Penyidikan Haji 2023–2024 Jalan Terus, KPK Tegaskan Status Hukum Yaqut dan Bos Maktour
JAKARTA — Komisi Pemberantasan Korupsi (KPK) memastikan proses penyidikan dugaan korupsi penyelenggaraan ibadah haji tahun 2023–2024 terus berjalan dan tidak terpengaruh oleh dinamika administratif, termasuk berakhirnya masa pencegahan ke luar negeri sejumlah pihak.
Penegasan tersebut disampaikan Juru Bicara KPK, Budi Prasetyo, saat dikonfirmasi di Jakarta, Senin (29/12/2025).
Budi menegaskan KPK optimistis seluruh rangkaian pemeriksaan oleh penyidik akan segera rampung, termasuk penentuan status hukum pihak-pihak yang diduga terlibat dalam perkara tersebut.
“Kami yakin pemeriksaan oleh penyidik segera selesai, termasuk penentuan status hukum para pihak yang diduga terlibat,” ujar Budi.
Menurut Budi, hingga saat ini penyidik masih menunggu hasil perhitungan kerugian keuangan negara dari Badan Pemeriksa Keuangan (BPK) sebagai bagian penting dalam penguatan alat bukti.
“Kami masih menunggu kalkulasi kerugian negara dari BPK dalam perkara ini,” katanya.
KPK sebelumnya telah menerbitkan pencegahan ke luar negeri terhadap sejumlah pihak yang diperiksa dalam kasus dugaan korupsi pengelolaan kuota haji tambahan tahun 2023–2024.
Di antaranya adalah mantan Menteri Agama Yaqut Cholil Qoumas serta pemilik biro perjalanan haji Maktour, Fuad Hasan Masyhur.
Dalam waktu dekat, masa pencegahan ke luar negeri terhadap pihak-pihak tersebut akan berakhir, sehingga memunculkan berbagai spekulasi di ruang publik.
Namun, KPK menegaskan berakhirnya masa pencegahan tidak berarti proses hukum terhenti ataupun melemah.
Budi menyatakan seluruh tahapan penyidikan tetap berjalan sesuai koridor hukum dan mekanisme yang berlaku di KPK.
Ia juga memastikan bahwa penyidik telah mengamankan sejumlah alat bukti penting guna mencegah potensi penghilangan atau perusakan barang bukti.

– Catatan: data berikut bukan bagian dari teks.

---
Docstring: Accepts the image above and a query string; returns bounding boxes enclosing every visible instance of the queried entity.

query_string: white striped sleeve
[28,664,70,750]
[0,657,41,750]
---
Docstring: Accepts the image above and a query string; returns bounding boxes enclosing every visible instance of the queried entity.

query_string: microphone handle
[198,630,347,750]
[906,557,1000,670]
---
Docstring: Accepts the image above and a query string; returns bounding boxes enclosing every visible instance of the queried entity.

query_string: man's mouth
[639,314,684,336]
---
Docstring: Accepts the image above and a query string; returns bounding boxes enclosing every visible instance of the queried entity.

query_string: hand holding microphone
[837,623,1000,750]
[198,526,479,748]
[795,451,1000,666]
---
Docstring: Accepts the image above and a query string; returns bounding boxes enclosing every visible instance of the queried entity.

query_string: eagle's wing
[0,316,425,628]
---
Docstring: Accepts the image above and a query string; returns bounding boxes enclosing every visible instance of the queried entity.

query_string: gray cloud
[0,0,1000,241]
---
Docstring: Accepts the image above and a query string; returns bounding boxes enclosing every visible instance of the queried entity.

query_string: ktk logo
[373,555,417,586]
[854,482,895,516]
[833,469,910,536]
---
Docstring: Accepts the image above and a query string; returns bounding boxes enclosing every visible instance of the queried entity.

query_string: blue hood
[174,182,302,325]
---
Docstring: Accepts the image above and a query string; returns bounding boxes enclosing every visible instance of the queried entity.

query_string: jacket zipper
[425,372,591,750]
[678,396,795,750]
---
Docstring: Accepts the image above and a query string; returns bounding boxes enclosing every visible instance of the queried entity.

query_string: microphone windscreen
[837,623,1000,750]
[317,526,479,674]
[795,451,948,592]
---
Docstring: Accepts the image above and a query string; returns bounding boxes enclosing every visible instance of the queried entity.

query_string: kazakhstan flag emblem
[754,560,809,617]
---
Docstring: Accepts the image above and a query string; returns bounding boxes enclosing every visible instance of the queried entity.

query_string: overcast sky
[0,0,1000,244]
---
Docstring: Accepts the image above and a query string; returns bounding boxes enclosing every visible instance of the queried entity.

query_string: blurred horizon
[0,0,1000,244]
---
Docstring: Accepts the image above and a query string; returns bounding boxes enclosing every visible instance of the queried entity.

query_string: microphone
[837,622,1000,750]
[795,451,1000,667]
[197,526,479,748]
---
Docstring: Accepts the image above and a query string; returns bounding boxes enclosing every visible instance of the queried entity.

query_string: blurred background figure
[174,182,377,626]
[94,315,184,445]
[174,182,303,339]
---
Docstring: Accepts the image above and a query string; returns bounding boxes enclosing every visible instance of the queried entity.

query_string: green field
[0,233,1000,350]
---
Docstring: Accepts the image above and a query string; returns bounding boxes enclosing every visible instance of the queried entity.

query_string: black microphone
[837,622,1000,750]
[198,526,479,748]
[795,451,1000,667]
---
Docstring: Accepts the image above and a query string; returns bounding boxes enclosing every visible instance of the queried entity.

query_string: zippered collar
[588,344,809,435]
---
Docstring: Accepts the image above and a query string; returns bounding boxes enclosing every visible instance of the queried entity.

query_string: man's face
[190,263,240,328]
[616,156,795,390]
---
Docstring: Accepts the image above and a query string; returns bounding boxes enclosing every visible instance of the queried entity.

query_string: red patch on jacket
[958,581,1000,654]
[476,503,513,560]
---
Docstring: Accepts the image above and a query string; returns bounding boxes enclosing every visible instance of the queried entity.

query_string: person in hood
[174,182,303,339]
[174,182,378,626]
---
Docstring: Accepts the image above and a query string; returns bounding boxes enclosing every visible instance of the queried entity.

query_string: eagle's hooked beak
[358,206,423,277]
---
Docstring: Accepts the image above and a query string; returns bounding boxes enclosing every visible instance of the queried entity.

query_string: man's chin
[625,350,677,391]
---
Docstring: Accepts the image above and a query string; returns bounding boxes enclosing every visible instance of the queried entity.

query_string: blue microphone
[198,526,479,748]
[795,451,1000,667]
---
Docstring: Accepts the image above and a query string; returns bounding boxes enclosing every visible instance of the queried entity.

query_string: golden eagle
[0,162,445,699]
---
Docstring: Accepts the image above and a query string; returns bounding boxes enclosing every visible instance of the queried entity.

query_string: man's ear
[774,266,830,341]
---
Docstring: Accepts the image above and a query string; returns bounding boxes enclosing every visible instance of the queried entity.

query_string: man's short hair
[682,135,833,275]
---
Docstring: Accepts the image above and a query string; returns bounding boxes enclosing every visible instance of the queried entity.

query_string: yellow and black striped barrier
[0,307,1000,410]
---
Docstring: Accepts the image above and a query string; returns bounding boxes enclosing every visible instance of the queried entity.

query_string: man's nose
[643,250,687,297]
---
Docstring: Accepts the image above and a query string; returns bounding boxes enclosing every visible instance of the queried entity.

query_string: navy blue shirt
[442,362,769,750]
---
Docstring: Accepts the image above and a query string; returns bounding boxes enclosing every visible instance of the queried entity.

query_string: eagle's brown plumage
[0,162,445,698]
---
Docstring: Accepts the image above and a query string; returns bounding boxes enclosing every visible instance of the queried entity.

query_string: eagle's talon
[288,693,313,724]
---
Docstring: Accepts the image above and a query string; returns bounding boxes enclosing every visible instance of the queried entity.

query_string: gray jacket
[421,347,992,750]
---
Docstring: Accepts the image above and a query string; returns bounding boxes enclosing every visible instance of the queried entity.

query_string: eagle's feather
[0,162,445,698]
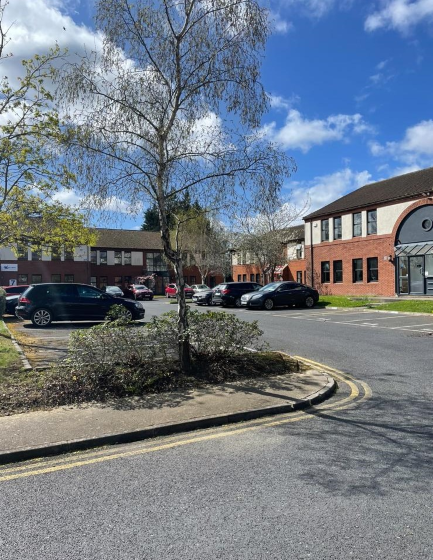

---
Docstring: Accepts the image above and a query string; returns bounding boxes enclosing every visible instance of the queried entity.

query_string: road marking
[0,356,372,482]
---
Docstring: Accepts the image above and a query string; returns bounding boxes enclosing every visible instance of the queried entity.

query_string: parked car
[165,284,194,297]
[241,282,319,310]
[129,284,153,301]
[5,294,21,315]
[192,288,215,305]
[102,286,125,297]
[212,282,262,307]
[191,284,211,294]
[15,283,144,327]
[2,284,29,296]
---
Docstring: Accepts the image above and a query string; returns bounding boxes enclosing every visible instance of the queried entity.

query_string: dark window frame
[367,210,377,235]
[320,218,329,242]
[352,259,364,284]
[367,257,379,282]
[352,212,362,237]
[332,260,343,284]
[320,261,331,284]
[333,216,343,240]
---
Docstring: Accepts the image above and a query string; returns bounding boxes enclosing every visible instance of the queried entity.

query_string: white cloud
[364,0,433,34]
[370,120,433,161]
[264,109,372,153]
[290,167,371,213]
[2,0,102,85]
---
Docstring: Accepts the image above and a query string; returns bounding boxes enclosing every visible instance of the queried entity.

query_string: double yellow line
[0,356,371,482]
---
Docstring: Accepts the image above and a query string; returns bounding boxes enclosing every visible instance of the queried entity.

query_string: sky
[2,0,433,229]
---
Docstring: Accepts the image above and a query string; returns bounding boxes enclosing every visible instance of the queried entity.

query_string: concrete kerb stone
[0,375,337,465]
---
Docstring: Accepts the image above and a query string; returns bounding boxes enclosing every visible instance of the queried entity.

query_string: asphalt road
[0,301,433,560]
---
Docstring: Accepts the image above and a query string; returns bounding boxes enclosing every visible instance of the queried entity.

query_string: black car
[15,283,144,327]
[5,294,20,315]
[241,282,319,310]
[212,282,262,307]
[192,286,218,305]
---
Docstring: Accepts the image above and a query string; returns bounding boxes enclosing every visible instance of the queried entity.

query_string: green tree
[0,0,93,254]
[59,0,292,371]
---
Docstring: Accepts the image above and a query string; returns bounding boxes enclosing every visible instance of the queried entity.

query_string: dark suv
[15,283,144,327]
[212,282,262,307]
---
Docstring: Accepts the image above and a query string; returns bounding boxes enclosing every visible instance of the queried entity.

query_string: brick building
[0,228,222,294]
[232,225,306,284]
[304,168,433,296]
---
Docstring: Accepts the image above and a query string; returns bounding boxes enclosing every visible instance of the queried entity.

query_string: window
[334,216,342,239]
[367,257,379,282]
[146,253,167,272]
[320,261,330,284]
[51,247,62,262]
[352,259,363,282]
[332,261,343,284]
[320,220,329,241]
[367,210,377,235]
[32,249,42,261]
[353,212,362,237]
[77,286,101,299]
[17,245,29,261]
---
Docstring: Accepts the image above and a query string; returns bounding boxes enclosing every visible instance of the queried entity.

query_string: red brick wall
[305,235,396,296]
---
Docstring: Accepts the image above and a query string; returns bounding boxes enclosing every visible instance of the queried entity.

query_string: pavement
[0,334,336,464]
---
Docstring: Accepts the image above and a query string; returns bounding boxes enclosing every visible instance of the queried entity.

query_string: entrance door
[424,255,433,296]
[409,256,424,294]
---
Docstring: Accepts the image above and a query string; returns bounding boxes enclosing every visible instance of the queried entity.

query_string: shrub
[56,310,263,401]
[0,288,6,317]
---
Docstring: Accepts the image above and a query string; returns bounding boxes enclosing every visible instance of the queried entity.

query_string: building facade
[0,228,222,294]
[304,168,433,296]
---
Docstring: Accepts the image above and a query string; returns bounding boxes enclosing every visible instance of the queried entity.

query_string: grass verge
[316,296,433,313]
[0,352,303,415]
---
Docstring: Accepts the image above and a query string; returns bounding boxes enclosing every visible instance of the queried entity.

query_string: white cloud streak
[364,0,433,35]
[263,109,373,153]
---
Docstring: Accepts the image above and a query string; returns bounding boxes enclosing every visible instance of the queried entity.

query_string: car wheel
[31,308,53,327]
[121,307,132,321]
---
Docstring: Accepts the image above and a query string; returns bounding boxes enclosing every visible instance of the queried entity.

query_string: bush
[56,310,263,401]
[0,288,6,317]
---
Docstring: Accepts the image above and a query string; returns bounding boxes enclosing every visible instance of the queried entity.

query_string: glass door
[409,256,424,294]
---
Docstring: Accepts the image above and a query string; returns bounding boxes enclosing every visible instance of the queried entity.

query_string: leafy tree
[59,0,290,371]
[141,204,161,231]
[0,0,93,254]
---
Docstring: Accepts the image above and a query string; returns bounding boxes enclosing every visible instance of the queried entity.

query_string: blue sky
[5,0,433,229]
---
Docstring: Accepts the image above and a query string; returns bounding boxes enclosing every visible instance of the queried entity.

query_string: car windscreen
[258,282,281,292]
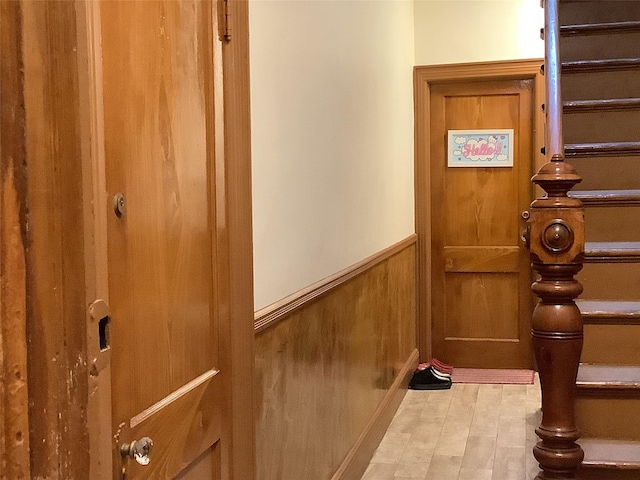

KPK sebelumnya mengungkap telah menemukan indikasi awal adanya dugaan upaya penghilangan barang bukti dalam perkara kuota haji tambahan.
Temuan tersebut diperoleh usai penyidik melakukan penggeledahan di kantor biro perjalanan haji Maktour selaku pihak swasta yang terkait dalam perkara ini.
“Kami menggeledah kantor biro perjalanan haji MT di Jakarta dan menemukan petunjuk awal dugaan penghilangan barang bukti,” ujar Budi.
KPK menilai temuan tersebut menjadi bagian penting dalam pendalaman perkara dan akan dikaji lebih lanjut dalam proses penyidikan.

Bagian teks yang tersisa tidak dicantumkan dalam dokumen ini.